Peabody goggled at her. “You don’t really think—”

“Listen to me. Murder investigation doesn’t just start with a body. It starts with a list, with potentials, with angles. You close the case by cutting down that list, narrowing the potentials, working the angles. You take that, the evidence, the story, the scene, the victim, and the killer. And you put it together as many different ways as you have to, until it fits.

“You keep this to yourself,” Eve added. “You don’t say anything. But if we put it together and it fits a cop, then we deal with it.”

“Yeah, okay. A lot of this one’s making me kind of sick.”

“I know it.” Eve pushed out of the car. “Call in, have Lewis brought up to interview.”

She fueled herself with coffee, took her life in her hands and bought what was reputed to be a cherry danish from vending on the Interview level. It tasted more like cherry-flavored glue over sawdust, but it was something in her stomach.

She strolled into Interview, carrying an oversized mug of her own—or Roarke’s own—coffee because she knew the smell of it could make a grown man beg. She settled down, all smiles, while Peabody took up her post by the door and glowered. She set the recorder, read in the current data.

“Morning, Lewis. Beautiful day out there.”

“I heard it’s raining.”

“Hey, don’t you know the rain’s good for the flowers? So how’d you sleep?”

“I slept just fine.”

She smiled again, sipped from her mug. He had circles layering the circles under his eyes. She doubted he’d gotten much more sleep than she had. “Well, as we were saying when last we met—”

“I don’t have to say dick to you without my lawyer.”

“Did I ask you to say dick? Peabody, replay the record and verify that I at no time requested that the subject say dick.”

“That shit don’t work on me. I got nothing to say. I’m sticking with silence. It’s one of my civil rights.”
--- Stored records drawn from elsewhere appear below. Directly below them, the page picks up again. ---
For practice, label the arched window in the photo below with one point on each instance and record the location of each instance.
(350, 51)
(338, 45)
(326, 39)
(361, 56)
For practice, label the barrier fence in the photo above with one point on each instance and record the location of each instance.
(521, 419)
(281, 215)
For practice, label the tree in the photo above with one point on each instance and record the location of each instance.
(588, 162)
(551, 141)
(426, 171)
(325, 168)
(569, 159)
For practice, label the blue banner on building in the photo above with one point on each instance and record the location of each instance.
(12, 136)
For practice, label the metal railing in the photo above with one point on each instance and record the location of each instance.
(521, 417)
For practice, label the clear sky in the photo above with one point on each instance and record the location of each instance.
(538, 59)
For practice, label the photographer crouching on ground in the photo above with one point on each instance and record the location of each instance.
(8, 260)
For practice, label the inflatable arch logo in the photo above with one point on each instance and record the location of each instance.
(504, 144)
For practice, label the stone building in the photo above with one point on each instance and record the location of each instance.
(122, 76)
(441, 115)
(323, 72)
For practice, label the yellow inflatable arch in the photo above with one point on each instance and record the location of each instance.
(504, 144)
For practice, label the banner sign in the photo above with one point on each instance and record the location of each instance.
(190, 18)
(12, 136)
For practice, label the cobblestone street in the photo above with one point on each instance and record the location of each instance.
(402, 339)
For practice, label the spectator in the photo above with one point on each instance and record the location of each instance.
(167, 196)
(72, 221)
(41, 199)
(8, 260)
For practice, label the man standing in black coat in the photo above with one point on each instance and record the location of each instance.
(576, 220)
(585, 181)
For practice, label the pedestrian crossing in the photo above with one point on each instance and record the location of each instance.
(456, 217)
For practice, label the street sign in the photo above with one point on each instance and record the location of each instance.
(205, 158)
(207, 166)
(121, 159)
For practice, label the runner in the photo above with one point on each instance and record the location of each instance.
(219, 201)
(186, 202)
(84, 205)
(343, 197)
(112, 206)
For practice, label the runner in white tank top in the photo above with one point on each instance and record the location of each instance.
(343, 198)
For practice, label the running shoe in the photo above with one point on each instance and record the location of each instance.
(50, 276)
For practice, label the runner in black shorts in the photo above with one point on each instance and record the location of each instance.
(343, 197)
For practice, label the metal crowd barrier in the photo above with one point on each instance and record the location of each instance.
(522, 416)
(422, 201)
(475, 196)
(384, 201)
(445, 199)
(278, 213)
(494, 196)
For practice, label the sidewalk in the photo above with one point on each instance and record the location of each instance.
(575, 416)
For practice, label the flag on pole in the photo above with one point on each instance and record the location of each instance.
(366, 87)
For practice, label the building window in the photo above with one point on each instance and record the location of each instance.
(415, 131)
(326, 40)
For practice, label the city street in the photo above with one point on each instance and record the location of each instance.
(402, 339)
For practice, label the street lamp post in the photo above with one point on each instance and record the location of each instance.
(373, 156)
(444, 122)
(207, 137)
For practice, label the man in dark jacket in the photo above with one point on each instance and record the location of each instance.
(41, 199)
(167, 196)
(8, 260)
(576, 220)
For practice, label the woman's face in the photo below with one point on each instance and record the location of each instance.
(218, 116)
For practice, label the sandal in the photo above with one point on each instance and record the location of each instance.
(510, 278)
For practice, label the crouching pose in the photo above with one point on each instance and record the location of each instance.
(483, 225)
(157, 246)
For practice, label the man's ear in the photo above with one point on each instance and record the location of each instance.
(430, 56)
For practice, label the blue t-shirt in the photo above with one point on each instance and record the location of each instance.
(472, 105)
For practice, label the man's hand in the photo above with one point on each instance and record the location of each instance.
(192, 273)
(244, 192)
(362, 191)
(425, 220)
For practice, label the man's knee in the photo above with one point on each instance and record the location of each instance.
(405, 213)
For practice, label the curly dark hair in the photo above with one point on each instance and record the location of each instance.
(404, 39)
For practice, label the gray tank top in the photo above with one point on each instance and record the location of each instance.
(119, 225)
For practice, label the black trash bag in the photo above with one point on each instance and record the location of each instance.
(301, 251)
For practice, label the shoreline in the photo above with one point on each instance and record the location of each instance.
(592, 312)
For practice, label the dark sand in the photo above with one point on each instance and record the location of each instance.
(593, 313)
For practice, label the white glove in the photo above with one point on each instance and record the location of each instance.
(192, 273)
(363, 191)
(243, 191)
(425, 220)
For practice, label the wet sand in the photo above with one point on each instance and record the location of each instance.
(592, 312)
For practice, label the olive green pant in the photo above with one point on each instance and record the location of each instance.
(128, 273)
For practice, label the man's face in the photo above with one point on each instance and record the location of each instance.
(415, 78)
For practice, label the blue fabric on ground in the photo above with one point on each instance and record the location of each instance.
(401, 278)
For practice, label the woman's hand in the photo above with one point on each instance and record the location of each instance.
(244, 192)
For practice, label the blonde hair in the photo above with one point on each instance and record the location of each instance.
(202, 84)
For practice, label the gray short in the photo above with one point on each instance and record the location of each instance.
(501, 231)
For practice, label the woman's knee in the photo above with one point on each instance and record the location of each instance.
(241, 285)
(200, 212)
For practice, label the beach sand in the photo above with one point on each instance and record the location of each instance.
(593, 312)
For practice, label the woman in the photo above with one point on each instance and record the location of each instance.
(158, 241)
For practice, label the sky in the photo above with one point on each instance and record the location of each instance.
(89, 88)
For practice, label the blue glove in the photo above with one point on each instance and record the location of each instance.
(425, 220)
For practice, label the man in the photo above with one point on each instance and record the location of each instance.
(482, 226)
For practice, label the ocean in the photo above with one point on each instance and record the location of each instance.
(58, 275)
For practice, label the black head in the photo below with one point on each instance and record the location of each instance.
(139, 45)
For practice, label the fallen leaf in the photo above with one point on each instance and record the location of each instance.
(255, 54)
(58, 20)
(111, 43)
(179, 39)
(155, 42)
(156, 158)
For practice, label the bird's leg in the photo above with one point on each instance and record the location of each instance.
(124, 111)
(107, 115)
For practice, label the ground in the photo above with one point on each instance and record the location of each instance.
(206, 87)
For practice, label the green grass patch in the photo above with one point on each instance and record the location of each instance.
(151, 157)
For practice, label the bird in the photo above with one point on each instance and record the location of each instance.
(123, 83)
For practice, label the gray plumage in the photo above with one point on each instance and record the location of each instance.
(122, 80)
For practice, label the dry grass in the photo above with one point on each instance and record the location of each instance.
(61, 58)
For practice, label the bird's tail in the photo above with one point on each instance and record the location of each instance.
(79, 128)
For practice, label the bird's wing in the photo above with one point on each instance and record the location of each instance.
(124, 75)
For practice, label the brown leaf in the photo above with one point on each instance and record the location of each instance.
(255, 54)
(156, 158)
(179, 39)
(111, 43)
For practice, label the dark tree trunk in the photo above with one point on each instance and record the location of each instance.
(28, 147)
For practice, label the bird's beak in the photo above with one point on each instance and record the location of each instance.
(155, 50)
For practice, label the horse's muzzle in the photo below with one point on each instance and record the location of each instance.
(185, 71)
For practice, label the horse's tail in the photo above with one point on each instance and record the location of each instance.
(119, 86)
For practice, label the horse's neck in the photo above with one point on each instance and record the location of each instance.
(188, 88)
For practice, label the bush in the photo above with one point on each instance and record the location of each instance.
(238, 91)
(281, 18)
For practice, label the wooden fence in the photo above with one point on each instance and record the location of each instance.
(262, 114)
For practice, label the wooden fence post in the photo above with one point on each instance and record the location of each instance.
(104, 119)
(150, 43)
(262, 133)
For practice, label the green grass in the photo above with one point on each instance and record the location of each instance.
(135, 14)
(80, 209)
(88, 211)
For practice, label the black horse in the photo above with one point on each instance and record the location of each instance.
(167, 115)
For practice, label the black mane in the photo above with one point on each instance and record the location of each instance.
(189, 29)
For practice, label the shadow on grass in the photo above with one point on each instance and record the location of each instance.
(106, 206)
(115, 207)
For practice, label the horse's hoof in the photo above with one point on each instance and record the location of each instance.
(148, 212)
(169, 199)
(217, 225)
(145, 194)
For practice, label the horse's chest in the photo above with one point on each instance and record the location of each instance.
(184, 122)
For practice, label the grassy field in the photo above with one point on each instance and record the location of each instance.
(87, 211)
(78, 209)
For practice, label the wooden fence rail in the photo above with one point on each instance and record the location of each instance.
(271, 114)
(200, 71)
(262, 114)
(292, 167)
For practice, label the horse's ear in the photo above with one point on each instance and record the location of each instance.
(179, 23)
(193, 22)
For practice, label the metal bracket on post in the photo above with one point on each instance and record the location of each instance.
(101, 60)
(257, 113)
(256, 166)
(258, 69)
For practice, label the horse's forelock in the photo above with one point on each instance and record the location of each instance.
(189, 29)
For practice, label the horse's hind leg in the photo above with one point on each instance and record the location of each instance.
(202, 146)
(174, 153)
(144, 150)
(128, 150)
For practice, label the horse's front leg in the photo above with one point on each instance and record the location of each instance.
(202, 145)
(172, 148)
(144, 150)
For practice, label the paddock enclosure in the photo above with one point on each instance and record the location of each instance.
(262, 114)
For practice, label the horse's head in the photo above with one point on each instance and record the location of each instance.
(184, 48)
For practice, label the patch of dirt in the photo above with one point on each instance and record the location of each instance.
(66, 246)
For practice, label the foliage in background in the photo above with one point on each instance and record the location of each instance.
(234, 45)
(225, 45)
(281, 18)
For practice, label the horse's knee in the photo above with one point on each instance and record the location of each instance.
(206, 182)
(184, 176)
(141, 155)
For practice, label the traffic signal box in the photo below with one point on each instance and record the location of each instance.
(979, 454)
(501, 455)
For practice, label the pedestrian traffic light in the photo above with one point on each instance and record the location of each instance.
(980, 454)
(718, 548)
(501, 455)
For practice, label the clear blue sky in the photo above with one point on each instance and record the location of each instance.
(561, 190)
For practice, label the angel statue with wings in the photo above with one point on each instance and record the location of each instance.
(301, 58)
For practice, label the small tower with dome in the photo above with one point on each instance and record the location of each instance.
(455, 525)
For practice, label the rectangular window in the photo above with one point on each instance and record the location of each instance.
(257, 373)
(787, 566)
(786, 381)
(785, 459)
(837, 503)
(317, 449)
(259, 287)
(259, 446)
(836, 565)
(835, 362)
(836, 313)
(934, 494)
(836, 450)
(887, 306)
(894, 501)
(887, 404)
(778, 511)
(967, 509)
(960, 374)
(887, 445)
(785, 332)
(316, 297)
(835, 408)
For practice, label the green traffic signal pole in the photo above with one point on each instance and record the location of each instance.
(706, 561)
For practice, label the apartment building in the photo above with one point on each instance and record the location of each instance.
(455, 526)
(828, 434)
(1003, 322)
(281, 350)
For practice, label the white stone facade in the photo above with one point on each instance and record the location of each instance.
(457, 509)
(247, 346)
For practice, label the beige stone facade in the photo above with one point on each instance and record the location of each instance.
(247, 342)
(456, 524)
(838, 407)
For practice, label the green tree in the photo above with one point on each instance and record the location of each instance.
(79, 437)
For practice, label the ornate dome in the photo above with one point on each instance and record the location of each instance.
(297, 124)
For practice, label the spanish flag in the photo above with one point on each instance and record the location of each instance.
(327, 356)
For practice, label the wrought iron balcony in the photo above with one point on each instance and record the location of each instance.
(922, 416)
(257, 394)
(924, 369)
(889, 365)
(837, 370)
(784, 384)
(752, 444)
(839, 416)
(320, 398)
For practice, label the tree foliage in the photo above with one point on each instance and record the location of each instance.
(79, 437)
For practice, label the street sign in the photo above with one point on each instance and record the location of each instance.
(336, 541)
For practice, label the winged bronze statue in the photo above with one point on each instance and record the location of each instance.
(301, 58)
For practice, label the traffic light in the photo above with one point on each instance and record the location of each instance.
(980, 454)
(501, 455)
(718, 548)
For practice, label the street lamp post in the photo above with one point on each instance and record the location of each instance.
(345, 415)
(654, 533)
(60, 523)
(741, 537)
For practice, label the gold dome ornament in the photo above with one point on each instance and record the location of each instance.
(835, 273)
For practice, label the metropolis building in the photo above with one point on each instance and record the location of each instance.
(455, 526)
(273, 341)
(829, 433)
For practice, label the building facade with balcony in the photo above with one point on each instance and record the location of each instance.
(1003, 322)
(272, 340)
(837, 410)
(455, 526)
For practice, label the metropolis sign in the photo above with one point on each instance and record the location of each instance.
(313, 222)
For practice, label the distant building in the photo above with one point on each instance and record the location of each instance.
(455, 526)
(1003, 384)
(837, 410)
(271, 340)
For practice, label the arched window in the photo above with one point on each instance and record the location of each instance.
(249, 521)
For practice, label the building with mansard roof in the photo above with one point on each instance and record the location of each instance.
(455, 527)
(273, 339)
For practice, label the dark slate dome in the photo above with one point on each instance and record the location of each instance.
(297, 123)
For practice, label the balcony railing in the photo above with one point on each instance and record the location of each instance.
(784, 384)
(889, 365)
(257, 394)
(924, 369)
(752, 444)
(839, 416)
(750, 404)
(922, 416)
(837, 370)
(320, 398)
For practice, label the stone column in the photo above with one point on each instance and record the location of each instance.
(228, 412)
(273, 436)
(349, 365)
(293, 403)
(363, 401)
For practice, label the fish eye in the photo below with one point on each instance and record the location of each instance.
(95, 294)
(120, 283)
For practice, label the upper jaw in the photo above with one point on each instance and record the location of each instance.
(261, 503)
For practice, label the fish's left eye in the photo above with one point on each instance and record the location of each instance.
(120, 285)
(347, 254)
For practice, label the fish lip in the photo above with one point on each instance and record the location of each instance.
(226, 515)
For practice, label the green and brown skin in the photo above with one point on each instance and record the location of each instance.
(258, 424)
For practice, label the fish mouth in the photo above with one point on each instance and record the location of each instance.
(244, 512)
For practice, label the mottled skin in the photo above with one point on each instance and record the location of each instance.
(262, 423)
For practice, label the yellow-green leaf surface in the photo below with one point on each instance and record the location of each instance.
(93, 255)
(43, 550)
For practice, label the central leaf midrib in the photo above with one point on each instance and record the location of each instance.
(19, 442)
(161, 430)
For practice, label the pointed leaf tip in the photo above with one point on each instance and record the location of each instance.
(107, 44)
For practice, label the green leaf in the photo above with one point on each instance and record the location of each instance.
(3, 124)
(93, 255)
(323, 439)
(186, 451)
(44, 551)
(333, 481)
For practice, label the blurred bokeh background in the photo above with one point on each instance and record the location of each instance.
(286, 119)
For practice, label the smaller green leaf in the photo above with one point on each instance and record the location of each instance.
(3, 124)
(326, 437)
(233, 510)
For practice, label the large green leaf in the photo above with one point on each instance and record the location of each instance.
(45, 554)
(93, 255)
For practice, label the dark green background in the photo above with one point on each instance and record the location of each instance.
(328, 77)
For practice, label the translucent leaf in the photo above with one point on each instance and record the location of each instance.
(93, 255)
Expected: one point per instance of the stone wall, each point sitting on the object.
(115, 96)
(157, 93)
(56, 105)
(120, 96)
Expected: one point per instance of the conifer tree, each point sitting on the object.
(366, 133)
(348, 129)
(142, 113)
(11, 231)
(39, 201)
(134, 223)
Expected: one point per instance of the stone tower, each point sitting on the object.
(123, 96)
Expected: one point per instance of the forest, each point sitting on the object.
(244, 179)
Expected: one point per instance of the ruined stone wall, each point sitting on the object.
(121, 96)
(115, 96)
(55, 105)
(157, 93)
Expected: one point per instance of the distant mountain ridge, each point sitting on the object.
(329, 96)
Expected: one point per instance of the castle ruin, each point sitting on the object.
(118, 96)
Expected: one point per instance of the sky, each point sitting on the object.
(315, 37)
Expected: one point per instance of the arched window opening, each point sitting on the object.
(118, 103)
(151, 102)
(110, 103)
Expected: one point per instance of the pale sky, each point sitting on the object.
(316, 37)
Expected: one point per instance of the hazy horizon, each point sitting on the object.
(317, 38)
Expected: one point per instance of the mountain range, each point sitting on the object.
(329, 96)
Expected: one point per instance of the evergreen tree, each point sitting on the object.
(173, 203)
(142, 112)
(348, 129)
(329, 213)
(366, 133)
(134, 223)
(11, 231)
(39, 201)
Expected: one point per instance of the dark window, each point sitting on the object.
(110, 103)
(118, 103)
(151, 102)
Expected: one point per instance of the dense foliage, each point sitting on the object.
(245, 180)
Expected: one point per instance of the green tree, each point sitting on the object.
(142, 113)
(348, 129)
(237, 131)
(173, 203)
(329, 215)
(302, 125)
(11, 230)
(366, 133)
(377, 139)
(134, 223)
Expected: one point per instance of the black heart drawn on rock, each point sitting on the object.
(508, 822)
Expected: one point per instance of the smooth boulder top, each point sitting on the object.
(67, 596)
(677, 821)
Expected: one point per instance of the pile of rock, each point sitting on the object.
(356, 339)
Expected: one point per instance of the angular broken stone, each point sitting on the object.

“You hold onto those civil rights, Lewis, while you can. They don’t count for a whole hell of a lot on Penal Station Omega. That’s where I’m sending you. I’m going to make it my mission in life to put you in one of their smaller concrete cages. So you stick with that silence, and I’ll do the talking. Conspiracy to kidnap a police officer.”

“You can’t prove that. We never touched you.”

“Four armed men in two vehicles, pursuing poor little me, at high rates of speed, over the state line. You shouldn’t have gone over the state line, ace. I can make that federal, and my guess is the FBI would just love a shot at you. With your record, the concealeds are enough to shoot you on the next transit to Omega. Add the illegals.”

“I don’t use no drugs.”

“They were in the vehicle you were driving. That was another mistake. You know, if you’d been a passenger, you might have had a better chance to cut back on that hard time. But being the driver, the driver with concealeds, with illegals, that makes you my favorite patsy. Ricker’s not even going to wave bye-bye when you’re strapped in the prison transport.”

“I got nothing to say.”

“Yeah, I heard that.” But he was starting to sweat. “I bet the lawyer’s made you promises. I bet I can list them right off for you. You’ll do some time, but you’ll be compensated. They’ll work the politics and get you into a nice, cushy facility. Five years, seven tops. And you walk out a rich man. I bet that’s real close.”

She could see by the worry in Lewis’s eyes that it was more than close. It was bull’s-eye. “Of course, he’s a lying sack of shit, and I think you’re smart enough to have figured that out during the night. Once you’re in, you’re in, and if you’re unhappy with the arrangement and make noises, one of your upstanding fellow inmates is going to get a message. Poison sprinkled in your rehydrated mashed potatoes. A shiv in the kidneys during your single hour a day in the yard. An accident in the showers where you slip on the soap and break your neck. You won’t know where it’s coming from until you’re dead.”